" Un traitement collectif du stress s'impose "
Epidémiologiste spécialiste du stress, Michel Niezborala s'est appuyésur son expérience de médecin du travail pour corédiger Travaillersans dérouiller. Selon lui, la souffrance au travail, à débattre au seinde l'entreprise, n'est pas une fatalité.
Vous venez de publier un livre portant sur la souffrance au travail. Quels facteurs de mal-être constatez-vous en qualité de médecin du travail ?
Michel Niezborala : Citons la peur du licenciement et du chômage. Ainsi que les difficultés à concilier les objectifs de productivité, de qualité, de flexibilité et les changements incessants de savoirs, de matériels, de hiérarchie, de procédures... Certains métiers ont complètement changé. Par exemple, tout employé de banque qui agissait comme conseiller technique neutre a dû se transformer en commercial, avec une part de rémunération proportionnelle aux produits placés, ce qui n'est pas sans lui poser des problèmes éthiques. Ailleurs, les grandes orientations fixées par l'entreprise se heurtent à la réalité du terrain, prenant le management intermédiaire en sandwich. De plus, le collectif de travail s'étiole, en raison de la diversité des statuts, de la fixation d'objectifs individuels, voire de la mise en concurrence des salariés. Les nouveaux modes de management prétendent donner de l'autonomie aux salariés, mais ils les isolent en ne leur garantissant aucune marge de manoeuvre en termes de délais ou de moyens. Les objectifs fixés ne sont pas toujours réalistes, atteignables et négociés. Et le salarié doit arbitrer seul entre productivité et qualité. Ce ne sont pas les salariés qui souffrent de dysfonctionnement, mais le système. Le stress devrait être le premier indicateur de l'état de l'entreprise.

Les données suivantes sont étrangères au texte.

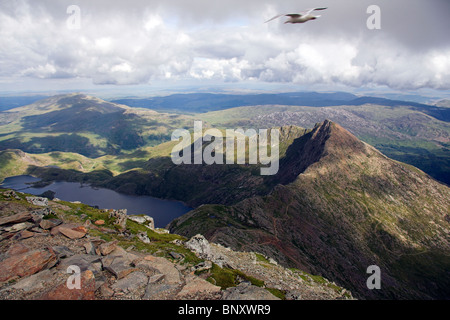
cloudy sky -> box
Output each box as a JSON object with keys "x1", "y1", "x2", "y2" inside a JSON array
[{"x1": 0, "y1": 0, "x2": 450, "y2": 92}]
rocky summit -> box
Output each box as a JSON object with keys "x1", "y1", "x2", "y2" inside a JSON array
[{"x1": 0, "y1": 190, "x2": 352, "y2": 300}]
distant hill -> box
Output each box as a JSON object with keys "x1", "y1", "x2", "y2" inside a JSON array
[
  {"x1": 112, "y1": 92, "x2": 450, "y2": 121},
  {"x1": 198, "y1": 104, "x2": 450, "y2": 185},
  {"x1": 0, "y1": 94, "x2": 192, "y2": 157},
  {"x1": 0, "y1": 95, "x2": 48, "y2": 111}
]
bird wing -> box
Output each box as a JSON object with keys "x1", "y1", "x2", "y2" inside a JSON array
[
  {"x1": 302, "y1": 8, "x2": 328, "y2": 16},
  {"x1": 264, "y1": 13, "x2": 285, "y2": 23}
]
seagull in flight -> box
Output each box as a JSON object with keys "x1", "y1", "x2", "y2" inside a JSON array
[{"x1": 265, "y1": 8, "x2": 327, "y2": 23}]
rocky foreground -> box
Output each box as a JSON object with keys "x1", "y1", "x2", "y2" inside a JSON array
[{"x1": 0, "y1": 190, "x2": 352, "y2": 300}]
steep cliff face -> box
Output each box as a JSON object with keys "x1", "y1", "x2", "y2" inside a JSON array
[{"x1": 170, "y1": 121, "x2": 450, "y2": 299}]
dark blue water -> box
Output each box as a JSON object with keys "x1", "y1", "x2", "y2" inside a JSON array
[{"x1": 0, "y1": 176, "x2": 192, "y2": 228}]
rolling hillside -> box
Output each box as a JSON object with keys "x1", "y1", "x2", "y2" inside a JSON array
[{"x1": 170, "y1": 121, "x2": 450, "y2": 299}]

Votre livre est paru dans une collection intitulée " Déclic de soi ". Est-ce à dire que vous proposez aux salariés, en guise de réponse au stress, de renforcer leur propre capacité à y faire face ?
M. N. : Non, bien au contraire ! Tout repose sur une prise de conscience de la direction. Le médecin du travail peut y contribuer en tirant la sonnette d'alarme avec des indicateurs sur la souffrance au travail. L'analyse de la situation, à faire entreprise par entreprise, suppose la participation de tous : ergonome, psychologue du travail, médecin du travail, opérateurs, responsable qualité, responsable production, directeur des ressources humaines. Les résultats doivent être discutés collectivement, de préférence au sein du CHSCT, qui peut jouer un rôle de pilote. Il faut arriver à construire un compromis, lequel peut nécessiter un changement d'organisation qu'il faudra accompagner, expliquer et conduire. Des études ont montré que les actions collectives sur l'organisation du travail s'avèrent plus efficaces que les actions individuelles du style stages de gestion du stress. Un numéro vert ou un observatoire des conditions de travail permettent de prendre la température, mais n'expliquent pas l'origine du mal qui ronge les salariés. En revanche, le CHSCT peut intervenir s'il est saisi de faits précis montrant la dimension collective du malaise. Et, s'ils l'estiment nécessaire, les élus du CHSCT peuvent décider d'une expertise sur l'organisation du travail pour mieux comprendre les raisons de ce malaise.
Le bien-être au travail est-il encore possible ?
M. N. : Les salariés ont besoin de s'approprier leur travail, d'y trouver un sens, au minimum celui du travail bien fait. Faute d'avoir pris suffisamment en compte la dimension humaine et la reconnaissance du travail, des entreprises peuvent rencontrer des difficultés de recrutement ; l'hôtellerie-restauration en offre l'exemple. Mais aujourd'hui, le stress touche tellement de salariés et d'entreprises qu'un traitement collectif s'impose. Certains managers irréductibles risquent de continuer à ignorer le lien entre le mal-être et un travail intenable, notamment ceux qui ont recours à des personnels peu qualifiés. Cependant, le plus grand nombre va chercher à concilier les objectifs de l'entreprise et ceux des salariés.